Moscow was the last government opposing the move, due to concerns over fishing rights, after China offered its support last year. Photograph: (Reuters)
Environmentalists welcomed the deal to designate the Ross Sea, the largest protected marine ecosystem in the world
After years of negotiations, all 24 member countries of the Antarctic Ocean Alliance and the European Union reached a consensus on Friday to create the world's largest marine reserve in Antarctica.
The agreement aimed at protecting the pristine wilderness of Antarctica was finally reached at an annual meeting in Hobart with Russia dropping its long-held opposition, due to concerns over fishing rights. China, which had earlier opposed the deal, had offered its support last year.

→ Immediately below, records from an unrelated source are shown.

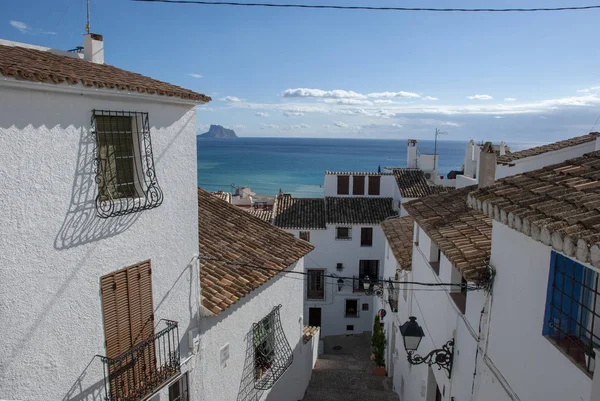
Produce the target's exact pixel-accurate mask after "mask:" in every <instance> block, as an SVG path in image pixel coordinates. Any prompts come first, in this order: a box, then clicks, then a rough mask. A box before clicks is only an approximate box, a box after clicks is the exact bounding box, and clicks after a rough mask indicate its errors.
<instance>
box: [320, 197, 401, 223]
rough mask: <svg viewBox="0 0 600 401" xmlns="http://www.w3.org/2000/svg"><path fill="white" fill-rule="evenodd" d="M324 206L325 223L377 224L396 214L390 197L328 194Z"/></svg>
mask: <svg viewBox="0 0 600 401" xmlns="http://www.w3.org/2000/svg"><path fill="white" fill-rule="evenodd" d="M325 208H326V210H327V216H326V218H327V224H379V223H381V222H382V221H383V220H385V219H387V218H388V217H391V216H396V215H397V213H396V212H395V211H394V209H392V198H375V197H362V196H361V197H357V196H354V197H333V196H328V197H326V198H325Z"/></svg>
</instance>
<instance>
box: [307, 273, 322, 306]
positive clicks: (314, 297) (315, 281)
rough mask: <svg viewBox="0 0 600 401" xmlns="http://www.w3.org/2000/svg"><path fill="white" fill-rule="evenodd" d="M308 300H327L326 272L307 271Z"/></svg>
mask: <svg viewBox="0 0 600 401" xmlns="http://www.w3.org/2000/svg"><path fill="white" fill-rule="evenodd" d="M306 278H307V289H306V298H307V299H325V270H320V269H319V270H317V269H308V270H307V277H306Z"/></svg>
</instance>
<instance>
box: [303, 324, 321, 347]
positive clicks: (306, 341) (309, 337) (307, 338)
mask: <svg viewBox="0 0 600 401" xmlns="http://www.w3.org/2000/svg"><path fill="white" fill-rule="evenodd" d="M319 330H320V328H319V327H317V326H304V327H303V329H302V342H304V344H306V343H307V342H309V341H310V339H311V338H313V337H314V336H315V335H316V334H317V333H318V332H319Z"/></svg>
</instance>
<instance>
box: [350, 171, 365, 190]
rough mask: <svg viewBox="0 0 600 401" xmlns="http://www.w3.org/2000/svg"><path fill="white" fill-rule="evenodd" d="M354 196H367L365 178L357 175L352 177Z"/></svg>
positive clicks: (355, 175) (361, 176)
mask: <svg viewBox="0 0 600 401" xmlns="http://www.w3.org/2000/svg"><path fill="white" fill-rule="evenodd" d="M352 184H353V185H352V195H364V194H365V176H364V175H355V176H353V177H352Z"/></svg>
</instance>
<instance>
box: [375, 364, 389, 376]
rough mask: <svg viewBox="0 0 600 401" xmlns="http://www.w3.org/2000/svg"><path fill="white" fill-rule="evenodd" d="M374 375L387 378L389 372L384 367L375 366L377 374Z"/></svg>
mask: <svg viewBox="0 0 600 401" xmlns="http://www.w3.org/2000/svg"><path fill="white" fill-rule="evenodd" d="M373 374H374V375H375V376H387V372H386V370H385V367H384V366H375V372H374V373H373Z"/></svg>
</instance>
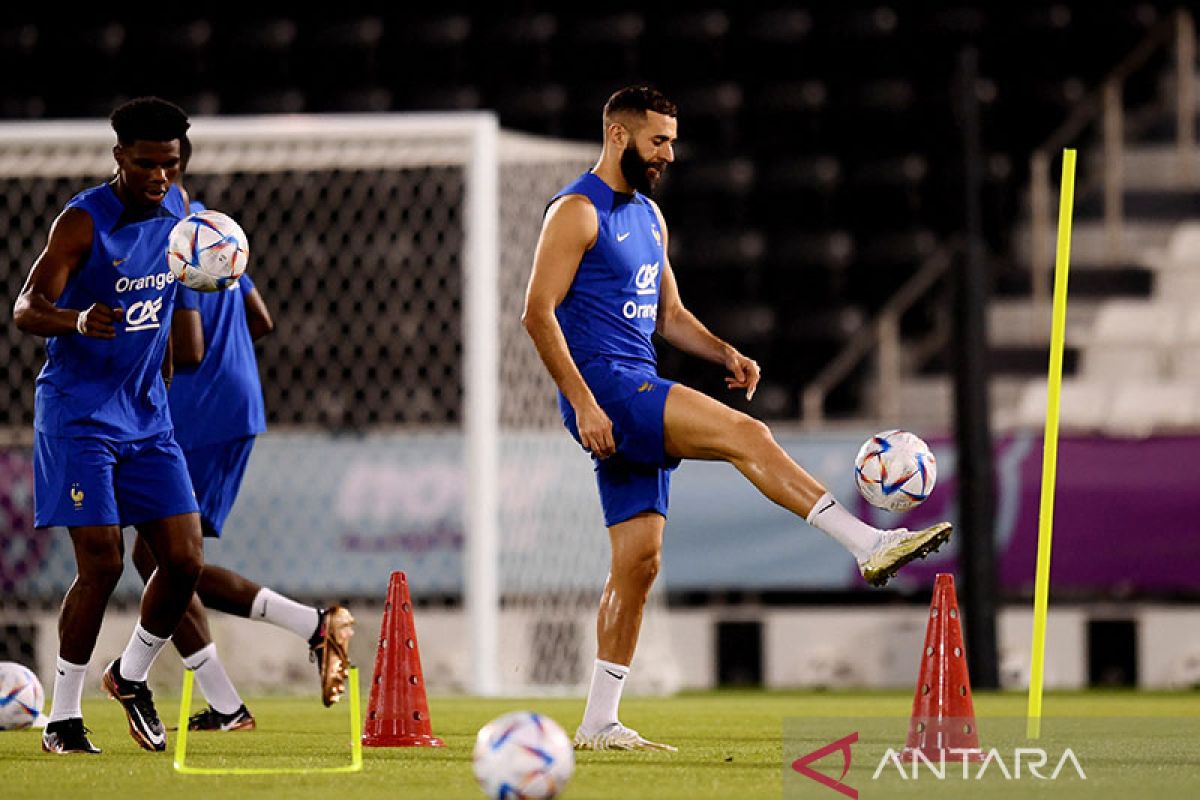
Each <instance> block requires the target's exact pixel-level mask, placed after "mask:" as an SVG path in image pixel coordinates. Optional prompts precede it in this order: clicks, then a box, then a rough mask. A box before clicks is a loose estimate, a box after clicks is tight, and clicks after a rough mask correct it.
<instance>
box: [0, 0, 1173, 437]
mask: <svg viewBox="0 0 1200 800" xmlns="http://www.w3.org/2000/svg"><path fill="white" fill-rule="evenodd" d="M1171 7H1172V6H1171V5H1170V4H1164V2H1144V4H1139V5H1136V6H1129V7H1126V6H1123V5H1120V4H1088V2H1082V0H1067V1H1064V2H1056V4H1052V5H1046V6H1040V5H1039V6H1036V7H1026V6H1025V5H1024V4H1016V5H1013V6H1012V7H1008V6H992V5H986V6H980V5H967V6H960V7H949V8H947V7H938V6H937V4H913V2H907V1H904V2H900V1H898V2H886V4H880V5H876V6H870V7H859V6H856V5H854V4H809V5H808V6H805V7H775V8H763V7H760V6H757V5H756V4H749V5H746V6H745V7H726V8H698V10H686V8H655V10H654V11H653V12H650V11H648V10H647V8H644V7H641V6H636V5H619V4H618V5H617V6H606V7H605V8H604V10H599V8H589V10H587V8H580V10H574V11H568V10H530V8H526V10H524V11H522V12H520V13H505V12H503V11H500V10H492V11H484V12H480V11H475V10H473V8H472V6H469V5H466V4H455V2H450V4H438V5H436V6H430V7H420V8H418V7H400V6H397V7H395V8H386V10H379V11H374V12H372V13H362V12H360V11H358V10H356V8H354V7H346V8H340V7H331V8H322V10H320V12H319V13H317V12H316V11H313V12H302V11H296V10H292V11H288V12H282V13H274V14H269V13H268V12H265V11H262V12H259V11H258V10H256V8H252V7H247V8H244V10H241V13H240V14H239V16H238V18H236V20H235V22H234V20H230V19H228V18H217V17H212V18H205V16H204V13H203V11H202V10H196V8H187V10H178V11H175V12H166V11H164V12H163V13H162V14H161V16H160V18H156V20H155V22H146V20H144V19H143V20H138V22H131V23H125V22H120V17H119V16H118V14H116V13H115V12H113V14H112V16H110V17H108V18H106V17H104V16H103V14H94V16H92V17H91V18H90V20H89V22H88V24H82V25H76V26H64V25H61V24H59V22H58V20H56V19H54V18H53V17H52V16H50V12H49V11H38V10H37V8H36V7H29V8H25V10H23V11H22V12H19V13H18V12H13V13H12V14H11V19H10V20H6V22H5V23H4V24H2V25H0V66H2V67H4V70H5V74H10V76H17V74H19V76H22V79H20V80H10V82H7V83H6V84H5V85H4V86H2V88H0V118H4V119H36V118H60V116H66V118H83V116H101V115H104V114H107V113H108V110H109V109H110V108H112V106H113V103H114V102H116V101H119V100H121V98H122V97H128V96H133V95H136V94H149V92H154V94H160V95H164V96H168V97H174V98H176V100H179V101H180V102H182V103H185V104H186V106H187V108H188V109H190V110H191V112H192V113H196V114H215V113H220V114H263V113H295V112H306V113H322V112H385V110H392V112H395V110H422V109H425V110H451V109H473V108H494V109H497V110H498V113H499V116H500V121H502V124H503V125H505V126H509V127H515V128H520V130H526V131H529V132H534V133H545V134H556V136H563V137H570V138H577V139H587V140H595V138H596V136H598V133H599V110H600V106H601V104H602V102H604V100H605V98H606V97H607V95H608V94H610V92H611V91H612V90H613V89H614V88H617V86H619V85H622V84H626V83H632V82H652V83H655V84H658V85H660V86H661V88H662V89H664V90H666V91H667V92H668V94H670V95H672V96H674V97H676V98H677V100H678V101H679V103H680V109H682V112H680V134H682V140H680V146H679V155H680V164H678V166H677V168H674V169H673V170H672V173H674V174H672V175H671V176H670V179H668V182H667V184H666V186H665V188H664V193H662V203H664V206H665V209H666V211H667V213H668V218H670V222H671V227H672V231H673V234H674V242H673V246H674V258H676V260H677V270H678V271H679V272H680V279H682V283H683V289H684V293H685V299H686V300H688V301H689V302H690V303H692V305H695V306H696V307H697V308H700V309H707V308H715V307H718V306H721V307H722V308H728V309H730V311H736V309H737V308H739V307H743V306H744V307H745V309H746V313H752V314H756V315H755V319H756V320H757V319H767V318H770V319H772V320H773V321H772V323H770V325H769V326H768V327H769V332H770V337H772V338H770V344H769V345H767V344H766V343H764V342H758V341H755V342H752V343H751V341H749V339H748V341H746V342H745V344H746V347H748V348H750V347H761V348H762V349H761V350H758V351H756V353H755V355H756V356H757V357H760V360H762V361H763V362H764V367H766V372H767V373H768V374H770V375H772V377H773V380H775V381H779V383H780V387H781V395H780V396H781V397H787V398H790V399H788V401H787V402H786V403H785V404H784V405H782V407H780V408H779V409H778V414H779V415H784V416H794V415H796V414H797V413H798V409H797V404H796V397H797V396H798V393H799V390H800V389H802V387H803V386H804V385H805V384H806V383H808V381H809V380H811V378H812V377H814V371H816V369H818V368H820V366H822V365H821V356H820V355H817V354H828V353H829V351H830V349H833V351H835V350H836V343H838V342H845V341H846V336H847V332H846V331H844V330H841V329H840V327H838V325H836V324H835V323H834V324H832V327H829V329H828V330H820V324H826V323H814V321H812V320H828V319H829V318H833V319H835V320H841V319H845V318H846V317H845V315H844V313H842V312H850V314H851V317H853V318H863V319H865V318H869V317H870V315H872V314H874V312H875V311H876V309H877V308H878V307H880V306H881V305H882V303H883V302H886V301H887V299H888V297H889V296H890V295H892V293H893V291H894V290H895V288H896V287H898V285H900V284H901V283H902V282H904V279H905V278H906V277H908V276H910V275H912V273H913V271H914V270H916V269H917V267H918V266H919V264H920V261H922V259H923V258H925V257H926V255H928V254H929V253H930V252H932V249H934V248H935V247H936V246H937V243H938V242H940V241H941V240H942V239H943V237H944V236H947V235H948V234H949V233H953V231H955V230H958V229H959V228H960V227H961V218H962V212H961V207H962V203H961V198H962V188H961V176H962V167H961V155H960V154H961V143H960V136H961V125H960V122H959V120H958V116H956V109H955V95H954V90H955V83H954V73H955V64H956V59H958V55H959V53H960V52H961V49H962V48H964V47H966V46H971V44H976V46H980V48H982V50H980V52H982V64H980V70H982V79H980V82H979V85H978V86H977V95H978V96H979V98H980V101H982V103H983V130H984V142H983V145H984V150H985V157H986V160H988V162H986V168H985V176H986V181H988V185H986V198H985V203H986V206H985V227H986V236H988V240H989V242H990V243H991V246H992V247H994V249H995V251H996V252H997V253H998V254H1000V258H1001V261H1002V264H1001V266H1000V267H998V275H997V284H996V290H997V294H998V295H1001V297H1003V295H1004V294H1006V293H1012V294H1019V293H1021V291H1027V287H1028V283H1027V272H1026V271H1025V269H1024V266H1022V265H1021V264H1020V263H1021V261H1022V260H1024V253H1025V252H1026V251H1025V249H1024V242H1022V241H1021V240H1020V239H1018V240H1015V241H1014V242H1013V243H1012V245H1010V243H1009V239H1008V235H1009V231H1010V229H1012V225H1013V223H1014V221H1015V219H1016V217H1018V215H1019V205H1020V200H1019V198H1020V192H1021V191H1024V182H1025V180H1026V178H1027V176H1026V175H1025V173H1024V169H1021V168H1020V166H1021V164H1025V163H1027V156H1028V151H1030V148H1031V146H1033V144H1036V143H1038V142H1040V140H1042V139H1043V138H1044V137H1045V136H1046V133H1048V132H1049V131H1050V130H1052V128H1054V127H1055V126H1056V125H1057V124H1058V122H1061V120H1062V119H1063V116H1064V114H1066V113H1067V112H1068V110H1069V109H1070V108H1072V107H1073V104H1074V103H1076V102H1078V101H1079V98H1080V96H1081V95H1082V92H1084V91H1085V90H1087V89H1090V88H1091V86H1093V85H1094V84H1096V82H1097V80H1098V79H1099V78H1100V76H1103V74H1104V72H1105V71H1106V70H1109V68H1111V66H1112V65H1114V64H1115V62H1116V61H1117V60H1120V58H1121V56H1122V55H1124V54H1126V53H1127V52H1128V50H1129V49H1130V48H1132V47H1133V46H1134V44H1135V43H1136V42H1138V41H1139V40H1140V38H1141V37H1142V36H1144V34H1145V31H1146V30H1147V29H1148V26H1150V25H1152V24H1153V23H1154V22H1156V20H1157V19H1158V18H1160V16H1162V14H1164V13H1166V12H1168V11H1169V10H1170V8H1171ZM1016 42H1019V43H1020V46H1019V47H1014V43H1016ZM67 52H68V53H71V59H70V60H67V59H64V58H62V54H64V53H67ZM1064 54H1069V58H1064ZM79 64H84V65H86V68H85V70H80V68H79V67H78V65H79ZM168 64H169V68H168V67H167V66H163V65H168ZM148 65H152V66H148ZM1153 90H1154V86H1152V85H1146V86H1144V85H1140V84H1138V85H1133V86H1130V88H1129V95H1130V96H1129V100H1130V101H1132V102H1138V101H1140V100H1146V98H1147V97H1148V96H1150V95H1151V94H1152V92H1153ZM1088 201H1090V200H1088V198H1087V197H1081V198H1080V203H1081V210H1082V211H1086V210H1087V203H1088ZM1088 235H1090V234H1088V229H1087V224H1086V221H1081V225H1080V240H1081V241H1082V242H1084V245H1082V248H1084V251H1082V252H1087V249H1086V242H1087V241H1088ZM1078 264H1079V265H1080V267H1081V272H1082V271H1086V267H1087V259H1086V257H1085V258H1082V259H1080V260H1079V261H1078ZM1141 272H1145V270H1141ZM1193 272H1194V271H1193ZM690 273H695V276H696V277H695V278H691V279H689V278H690ZM1112 275H1114V273H1110V275H1109V277H1108V278H1105V279H1106V281H1111V276H1112ZM1116 275H1120V273H1116ZM1160 275H1162V276H1174V278H1178V279H1194V278H1190V277H1183V276H1182V273H1177V272H1168V271H1162V272H1160ZM1174 278H1164V279H1165V281H1168V283H1169V281H1170V279H1174ZM1133 279H1134V281H1140V279H1142V278H1141V277H1140V273H1138V275H1135V276H1134V278H1133ZM1080 281H1086V278H1085V277H1080ZM1078 285H1082V283H1080V284H1078ZM1139 285H1140V284H1139ZM1164 285H1166V284H1165V283H1164ZM1117 288H1118V289H1120V290H1123V289H1122V287H1117ZM928 302H930V303H936V302H938V300H936V299H934V300H930V301H928ZM761 308H769V314H760V312H758V309H761ZM816 311H821V312H822V313H820V314H817V313H815V312H816ZM928 317H929V313H919V312H918V313H916V314H913V315H912V319H916V320H920V319H926V318H928ZM910 321H911V320H910ZM742 327H746V326H736V325H734V326H731V327H730V330H731V331H732V330H740V329H742ZM749 329H754V330H760V329H758V327H757V323H756V324H752V325H749ZM815 329H817V330H815ZM766 330H767V329H763V330H762V331H761V332H763V333H766ZM918 332H919V331H918ZM802 354H803V355H802ZM1088 357H1090V359H1091V355H1090V356H1088ZM677 366H678V369H679V372H678V374H677V375H676V377H678V378H680V379H684V380H696V379H697V375H700V374H701V372H700V371H703V369H706V367H704V366H703V365H692V363H689V362H686V361H679V362H678V365H677ZM1088 368H1091V367H1088ZM1188 368H1190V367H1188ZM853 397H854V392H853V391H851V392H848V393H845V395H839V396H835V397H834V398H832V402H833V405H834V408H832V409H830V410H832V411H834V413H836V411H839V410H841V411H846V410H851V409H853V408H854V407H853V402H854V401H853V399H852V398H853ZM846 403H850V404H848V405H847V404H846Z"/></svg>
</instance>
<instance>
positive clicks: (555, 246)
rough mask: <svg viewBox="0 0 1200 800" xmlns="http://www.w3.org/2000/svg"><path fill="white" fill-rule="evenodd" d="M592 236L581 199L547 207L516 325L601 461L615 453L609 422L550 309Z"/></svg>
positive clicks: (589, 208)
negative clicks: (537, 348)
mask: <svg viewBox="0 0 1200 800" xmlns="http://www.w3.org/2000/svg"><path fill="white" fill-rule="evenodd" d="M596 235H599V222H598V221H596V215H595V210H594V209H593V207H592V203H590V201H589V200H588V199H587V198H584V197H581V196H577V194H571V196H568V197H564V198H562V199H559V200H558V201H557V203H554V204H553V205H551V207H550V210H548V211H547V212H546V219H545V222H544V223H542V227H541V235H540V236H539V237H538V248H536V251H535V252H534V259H533V273H532V275H530V276H529V285H528V288H527V290H526V307H524V312H523V313H522V314H521V321H522V324H523V325H524V329H526V331H527V332H528V333H529V338H532V339H533V343H534V347H535V348H538V355H539V356H540V357H541V361H542V363H545V365H546V369H547V371H548V372H550V374H551V377H552V378H553V379H554V383H556V384H558V389H559V391H562V392H563V396H564V397H566V399H568V402H570V404H571V408H574V409H575V420H576V425H577V426H578V431H580V440H581V443H582V444H583V446H584V447H586V449H587V450H589V451H590V452H592V453H594V455H595V456H598V457H600V458H607V457H608V456H611V455H612V453H613V452H616V450H617V446H616V443H614V441H613V438H612V420H610V419H608V415H607V414H605V413H604V409H601V408H600V404H599V403H596V399H595V396H594V395H593V393H592V390H590V389H588V385H587V383H586V381H584V380H583V375H581V374H580V371H578V368H577V367H576V366H575V362H574V361H572V360H571V351H570V349H569V348H568V347H566V338H565V337H564V336H563V329H562V327H560V326H559V325H558V318H556V317H554V309H556V308H558V305H559V303H560V302H563V299H564V297H565V296H566V293H568V291H569V290H570V288H571V282H572V281H574V279H575V272H576V270H578V266H580V260H581V259H582V258H583V254H584V253H586V252H587V251H588V249H589V248H590V247H592V246H593V245H594V243H595V240H596Z"/></svg>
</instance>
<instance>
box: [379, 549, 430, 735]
mask: <svg viewBox="0 0 1200 800" xmlns="http://www.w3.org/2000/svg"><path fill="white" fill-rule="evenodd" d="M362 745H364V746H366V747H442V745H443V741H442V740H440V739H438V738H437V736H434V735H433V730H432V729H431V727H430V704H428V702H427V700H426V699H425V678H424V676H422V675H421V654H420V650H418V649H416V627H415V626H414V625H413V601H412V600H410V599H409V596H408V578H407V577H406V576H404V573H403V572H392V573H391V579H390V581H389V582H388V604H386V606H384V610H383V625H382V626H380V628H379V650H378V652H377V654H376V670H374V676H373V678H372V679H371V699H370V700H368V702H367V723H366V726H365V728H364V732H362Z"/></svg>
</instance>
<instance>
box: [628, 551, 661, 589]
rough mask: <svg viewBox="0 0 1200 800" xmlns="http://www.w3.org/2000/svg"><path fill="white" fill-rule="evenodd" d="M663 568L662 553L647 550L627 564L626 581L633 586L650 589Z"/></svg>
mask: <svg viewBox="0 0 1200 800" xmlns="http://www.w3.org/2000/svg"><path fill="white" fill-rule="evenodd" d="M661 566H662V553H661V551H658V549H646V551H642V552H638V553H636V554H634V557H632V558H630V559H628V560H626V563H625V569H624V572H625V579H626V581H629V582H630V583H632V584H636V585H638V587H642V588H644V589H649V588H650V585H652V584H653V583H654V578H656V577H658V575H659V569H660V567H661Z"/></svg>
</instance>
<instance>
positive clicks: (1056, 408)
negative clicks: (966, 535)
mask: <svg viewBox="0 0 1200 800" xmlns="http://www.w3.org/2000/svg"><path fill="white" fill-rule="evenodd" d="M1074 205H1075V151H1074V150H1063V151H1062V188H1061V191H1060V193H1058V247H1057V251H1056V255H1055V267H1054V311H1052V312H1051V313H1052V315H1051V321H1050V374H1049V375H1048V378H1046V426H1045V434H1044V437H1043V441H1042V506H1040V513H1039V516H1038V566H1037V577H1036V579H1034V584H1033V645H1032V648H1031V651H1032V656H1031V662H1030V710H1028V720H1027V722H1026V728H1025V734H1026V736H1027V738H1030V739H1037V738H1038V736H1040V735H1042V680H1043V678H1044V673H1045V649H1046V607H1048V606H1049V602H1050V541H1051V537H1052V534H1054V492H1055V479H1056V475H1055V473H1056V470H1057V465H1058V407H1060V404H1061V399H1062V350H1063V341H1064V338H1066V335H1067V272H1068V270H1069V269H1070V218H1072V212H1073V210H1074Z"/></svg>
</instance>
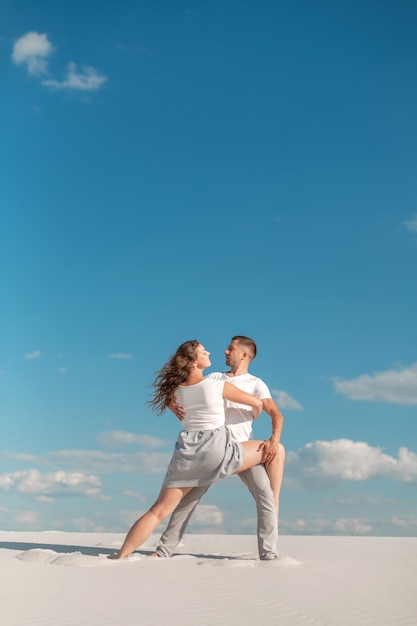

Under the deal, sealed by the Conservation of Antarctic Marine Living Resources (CCAMLR), the US and New Zealand-backed marine protected area will be established in the Ross Sea.
It will cover more than 1.55 million square kilometres (600,000 square miles), of which 1.12 million square kilometres will be a no fishing zone, New Zealand foreign minister Murray McCully announced.
"The proposal required some changes in order to gain the unanimous support of all 25 CCAMLR members and the final agreement balances marine protection, sustainable fishing and science interests," he said. "The boundaries of the MPA, however, remain unchanged."
A second proposal for a protected area, the Australia and France-led East Antarctica sanctuary covering another one million square kilometre zone, could not be taken up due to shortage of time.
The project director of the Antarctic Ocean Alliance, Mike Walker, welcomed the decision, "For the first time, countries have put aside their differences to protect a large area of the Southern Ocean and international waters."
Home to penguins, seals, Antarctic toothfish, and whales, the Ross Sea is one the last intact marine ecosystems in the world, which is crucial for scientists to study how marine ecosystems function and to understand the impacts of climate change on the ocean.